With several major earthquakes making the headlines in 2010, some may be wondering if they're occuring more often than usual.
We found out what it could mean globally and here at home.
The quake in Haiti in January killed over 200,000 people.
We also caught headlines of the quake in Chile, another in Turkey, and one in China last month that killed thousands.
So the questions many are now asking include: Is this an unusual trend and should we worry?
"We don't make predictions of earthquakes in one area, but I will make a prediction, today there will be a 100-percent chance of an earthquake somewhere on the globe," said Dr. Michael May, a Geography and Geology Professor at Western Kentucky University. "Certainly."
According to May, seismic activity occurs every single day.
They just can't pinpoint where it will happen.
"We hear about them when they impact people's lives, and so the earthquake in Haiti was particularly devestating because it impacted so many people's lives," said Dr. Fred Siewers, a Geography and Geology Professor at WKU.
"The natural human response is wow I don't ever remember in the last five years or tens year, there being three major quakes like this," said May. "There must be something going on. It's not unusual. It just seems to be coincidental."
"There are not more earthquakes than usual," said Siewers. "It certainly seems that way because there have been some large earthquakes quite recently, some quite devestating as in the case of Haiti, but right now it seems to be kind of a normal year."
So if there aren't more, then what about that other headline claiming the earthquake in Chile shortened an earth day?
"It was so intense that it kind of jostled things about there in the southern part of the globe, but it was fairly insignificant as far as the day being shorter, like just a very small fraction of a second," said May.
What about South Central Kentucky?
Earthquakes have happened here for thousands of years along the New Madrid fault near the Mississippi River, and the Wabash Valley seismic zone in Illinois.
It was in the Wabash Valley that one hit two years ago and shook South Central Kentucky.
That quake was around a five on the Richter Scale.

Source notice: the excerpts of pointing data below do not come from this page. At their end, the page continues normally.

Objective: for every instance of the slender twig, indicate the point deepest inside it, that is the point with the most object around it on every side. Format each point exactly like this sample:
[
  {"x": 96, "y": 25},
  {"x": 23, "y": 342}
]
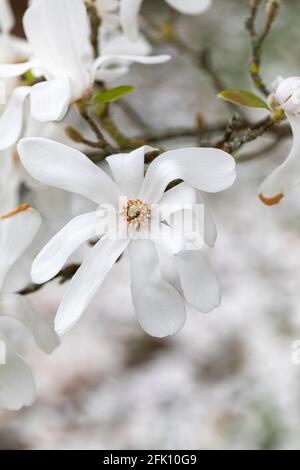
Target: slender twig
[
  {"x": 95, "y": 23},
  {"x": 87, "y": 117},
  {"x": 133, "y": 115},
  {"x": 257, "y": 40},
  {"x": 64, "y": 275}
]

"We felt that here," said Siewers. "It's the only earthquake I've ever felt in my life as a geologist, but it was a minor quake."
Professionals may say we cannot pinpoint where one will occur, which means instead of worrying, they say we should just be prepared and know the possibilities for damage should one hit in nearby faultline.
"We know the risk is higher for structural damage if you live near a river where sediment if really thick," said May. "If bedrock is near the surface, the risk is lower. Also there's a greater risk if you live really close to the epicenter."
May adds we live hundreds of miles away from possible epicenters in both the New Madrid and Wabash Valley seismic zones, but if major quakes hit in one of those areas, we could see substantial damage here at home.